Step 3: Bundle for Flare and Soda Workflow¶

Since Flare for data ingestion and Soda for data quality checks are finite Resources, they are bundled together into a single Bundle in the deploy/ directory of the data product. This Bundle ensures that both data ingestion and quality checks are executed in a sequence and are tightly coordinated.

name: cross-sell-bundle-pipeline
version: v1beta
type: bundle
tags:
  - dataproduct
description: This bundle resource is for the cross-sell data product.
layer: "user"
bundle:
  workspaces:
    - name: tester
      description: "This workspace runs bundle resources"
      tags:
        - dataproduct
        - bundleResource
      labels:
        name: "dataproductBundleResources"
      layer: "user"
  resources:
    - id: ingestion_dag
      file: build/super_dag_ingestion.yml
      workspace: public

    - id: quality_dag
      file: build/super_dag_quality.yml
      workspace: public
      dependencies:
        - ingestion_dag
      dependencyConditions:
        - resourceId: ingestion_dag
          status:
            is:
              - active
          runtime:
            is:
              - succeeded

Step 4: Bundle for Lens and Talos¶

Assuming the Resources for Lens (semantic model) and Talos (real-time analytics and API services) are already created and stored in the build/semantic_model and activation/data_apis directories respectively. These Resources are then referenced in a bundle, which is created in the deploy/ directory for easy deployment.

name: cross-sell-bundle                          # Name of the bundle resource
version: v1beta                                  # Version of the resource
type: bundle                                     # Type of resource being defined
tags:                                            # Tags associated with this resource
  - data product                                
Description: This bundle resource is for DP insights, including semantic modeling and real-time analytics.   # Description of the bundle
layer: "user"                                    # Logical layer designation for this resource
bundle:                                          # Definition of the bundle itself
  workspaces:                                    
    - name: curriculum                           # Workspace name
      description: "This workspace runs bundle resources."    # Description of the workspace
      tags:                                      # Tags for the workspace
        - dataproduct                            
        - bundleResource                         
      labels:                                    # Labels for workspace metadata
        name: "dataproductBundleResources"       # Label name
      layer: "user"                              # Layer for workspace definition
  resources:                                     # List of resources included in the bundle
    - id: semantic_model                         # ID of the resource
      file: build/semantic_model/model/deployment.yaml   # Path to the deployment file
      workspace: public                          # Workspace where the resource is deployed

    - id: api                                    # ID of the resource
      file: activation/data_apis/service.yml     # Path to the service file
      workspace: public                          # Workspace where the resource is deployed
  dependencies:                                  # Dependencies of Resources 
    - semantic_model

Step 5: Referencing Bundles in the Data Product manifest file¶

Once the bundles for Lens and Talos are created, they need to be referenced within the Data Product's manifest file for deployment. The manifest file is a crucial component in linking these separate bundles to the overall Data Product.

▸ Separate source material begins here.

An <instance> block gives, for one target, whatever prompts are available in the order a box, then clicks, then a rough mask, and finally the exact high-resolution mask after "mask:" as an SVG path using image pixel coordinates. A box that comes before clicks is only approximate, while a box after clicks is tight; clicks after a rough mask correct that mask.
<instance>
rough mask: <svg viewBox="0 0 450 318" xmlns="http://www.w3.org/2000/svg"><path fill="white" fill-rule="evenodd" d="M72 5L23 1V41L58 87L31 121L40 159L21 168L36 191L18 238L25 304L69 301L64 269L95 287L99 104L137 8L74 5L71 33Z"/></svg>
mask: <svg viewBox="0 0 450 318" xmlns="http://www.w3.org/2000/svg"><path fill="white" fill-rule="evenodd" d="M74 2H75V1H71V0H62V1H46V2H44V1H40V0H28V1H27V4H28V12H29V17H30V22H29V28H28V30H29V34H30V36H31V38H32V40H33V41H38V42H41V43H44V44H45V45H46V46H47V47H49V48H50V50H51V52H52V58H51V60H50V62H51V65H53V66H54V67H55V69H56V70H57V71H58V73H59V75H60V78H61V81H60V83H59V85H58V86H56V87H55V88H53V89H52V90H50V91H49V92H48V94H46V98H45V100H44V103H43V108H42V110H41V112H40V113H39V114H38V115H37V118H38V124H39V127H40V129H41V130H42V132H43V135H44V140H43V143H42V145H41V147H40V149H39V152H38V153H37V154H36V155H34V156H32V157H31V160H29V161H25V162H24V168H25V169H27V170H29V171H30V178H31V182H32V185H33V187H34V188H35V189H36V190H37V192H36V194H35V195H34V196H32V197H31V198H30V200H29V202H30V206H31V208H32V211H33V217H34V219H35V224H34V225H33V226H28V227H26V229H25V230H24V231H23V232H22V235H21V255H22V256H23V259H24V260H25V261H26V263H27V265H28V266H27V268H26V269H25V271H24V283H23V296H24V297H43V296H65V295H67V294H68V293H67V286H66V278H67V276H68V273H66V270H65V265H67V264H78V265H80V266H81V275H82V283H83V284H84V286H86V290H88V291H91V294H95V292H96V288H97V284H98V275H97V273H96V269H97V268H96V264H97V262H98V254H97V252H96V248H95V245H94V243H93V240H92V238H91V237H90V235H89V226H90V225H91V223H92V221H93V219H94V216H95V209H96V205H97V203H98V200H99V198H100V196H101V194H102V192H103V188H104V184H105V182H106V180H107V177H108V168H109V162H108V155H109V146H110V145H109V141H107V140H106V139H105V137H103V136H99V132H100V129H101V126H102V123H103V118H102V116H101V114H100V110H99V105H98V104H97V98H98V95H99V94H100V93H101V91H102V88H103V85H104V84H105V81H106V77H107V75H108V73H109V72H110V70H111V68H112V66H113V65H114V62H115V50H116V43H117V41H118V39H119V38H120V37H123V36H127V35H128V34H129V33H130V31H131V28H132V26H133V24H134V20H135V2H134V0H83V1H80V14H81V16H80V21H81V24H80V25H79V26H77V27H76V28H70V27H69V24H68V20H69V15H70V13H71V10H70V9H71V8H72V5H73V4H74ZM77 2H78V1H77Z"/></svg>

name: product-affinity-cross-sell 
version: v1beta
entity: product
type: data
tags:   
  - DPDomain.Sales
  - DPDomain.Marketing
  - DPUsecase.Customer Segmentation
  - DPUsecase.Product Recommendation
  - DPTier.DataCOE Approved
description: Leverages product affinity analysis to identify cross-sell opportunities.

refs:
- title: 'Workspace Info'
  href: https://dataos.info/interfaces/cli/command_reference/#workspace

v1beta:
  data:
    meta:
      title: Product Affinity & Cross-Sell Opportunity
      sourceCodeUrl: https://bitbucket.org/tmdc/product-affinity-cross-sell/src/main/
    collaborators:
      - name: aayushisolanki
        description: developer
      - name: shraddhaade
        description: consumer

    resource:
      refType: dataos
      ref: bundle:v1beta:cross-sell-bundle

    inputs:
      - refType: dataos
        ref: dataset:lakehouse:customer_relationship_management:customer

      - refType: dataos
        ref: dataset:lakehouse:customer_relationship_management:purchase

      - refType: dataos
        ref: dataset:lakehouse:customer_relationship_management:product

    outputs:
      - refType: dataos
        ref: dataset:lakehouse:customer_relationship_management:product_affinity_matrix

      - refType: dataos
        ref: dataset:lakehouse:customer_relationship_management:cross_sell_recommendations

    ports:
      lens:
        ref: lens:v1alpha:cross-sell-affinity:public
        refType: dataos

      talos:
        - ref: service:v1:affinity-cross-sell-api:public
          refType: dataos